L’application de ces dispositions est subordonnée à la condition que les dommages dont l'indemnisation est demandée résultent de manière directe et certaine de crimes ou de délits déterminés, commis par des rassemblements ou attroupements précisément identifiés. Ces dispositions ne trouvent pas à s’appliquer lorsque les crimes ou délits à l’origine des dommages ont été commis de façon préméditée par un groupe constitué et organisé à la seule fin de commettre des délits alors même que les délits en cause s’inscrivent dans un ensemble de manifestations.

Il résulte de l’instruction qu’un groupe de 200 personnes affichant leur appartenance au mouvement dit des « gilets jaunes », apparu en octobre 2018 pour protester notamment contre la hausse des prix des carburants a tenté d’occuper le dépôt pétrolier situé rue de la Foucaudière au Mans dans la nuit du 29 novembre 2018. Les forces de l’ordre les ayant délogés, ils se sont donnés rendez-vous sur les réseaux sociaux, aux alentours de 20h30 le 2 décembre 2018, aux abords du site du dépôt pétrolier et ont érigé des barricades à partir de palettes de bois et de pneus pour en bloquer l’accès, notamment aux camions permettant d’assurer l’approvisionnement des stations-services en carburant. Ce blocage a duré jusqu’au 12 décembre 2018. Le 12 décembre vers trois heures du matin, alors que les forces de l’ordre intervenaient pour libérer les accès au dépôt pétrolier, une dizaine de manifestants se sont opposés à cette intervention, notamment en allumant des feux rue de la Foucaudière, sous un pont ferroviaire. La chaleur extrême dégagée par ce feu a endommagé les enrobés de la voie routière mais également les bétons des piles, les enrobés et les garde-corps de l’ouvrage ferroviaire. Ces incendies et les dommages collatéraux qu’il a provoqués, tenant à la dégradation du pont ferroviaire, ne sont pas dissociables de l’opération de blocage elle-même. Il s’ensuit qu’alors même qu’ils ont eu pour effet de dégrader un ouvrage d’art ferroviaire, fait punissable de six mois d’emprisonnement en application de l’article L. 2242-4 du code des transports, ils n’ont pas procédé d’une simple action spontanée dans le cadre ou le prolongement d’un mouvement national de contestation mais ont présenté un caractère prémédité et ont été organisés par un groupe structuré à seule fin de commettre le délit d’entrave à la circulation puni notamment par l’article L. 412-1 du code de la route. Ainsi, compte tenu de la préméditation délictueuse du blocage du dépôt pétrolier, d’ailleurs punissable en lui-même de six mois d’emprisonnement en application de l’article L. 2242-4 du code des transports, les dégradations causées au pont ferroviaire ne sauraient être regardées comme le fait d’un attroupement ou d’un rassemblement au sens des dispositions précitées de l’article L. 211-10 du code de la sécurité intérieure et ne sauraient engager la responsabilité sans faute de l’État sur ce fondement.

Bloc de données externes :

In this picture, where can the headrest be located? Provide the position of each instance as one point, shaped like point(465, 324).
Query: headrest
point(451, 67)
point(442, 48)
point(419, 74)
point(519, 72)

Il résulte de ce qui précède, que SNCF Réseau n’est pas fondée à soutenir que c’est à tort que, par le jugement attaqué, le tribunal administratif de Nantes a rejeté sa demande.

Les dispositions de l'article L. 761-1 du code de justice administrative font obstacle à ce que soit mis à la charge de l’Etat qui n’est pas, dans la présente instance, la partie perdante, le versement à SNCF Réseau de la somme qu’elle demande au titre des frais exposés et non compris dans les dépens.

DECIDE :

Article 1er :
La requête de la société anonyme SNCF Réseau est rejetée.

Article 2 :
Le présent arrêt sera notifié à la société anonyme SNCF Réseau et au ministre de l’intérieur.
Copie en sera adressée au préfet de la Sarthe.


Délibéré après l’audience du 10 mars 2026, à laquelle siégeaient :

- M. Lainé, président de chambre,
- Mme Marion, première conseillère,
- M. Catroux, premier conseiller

Rendu public par mise à disposition au greffe le 27 mars 2026.


La rapporteure,





I. MARION
Le président,





L. LAINÉ

Le greffier,





C. WOLF


La République mande et ordonne au ministre de l’intérieur en ce qui le concerne, et à tous commissaires de justice à ce requis en ce qui concerne les voies de droit commun contre les parties privées, de pourvoir à l'exécution de la présente décision.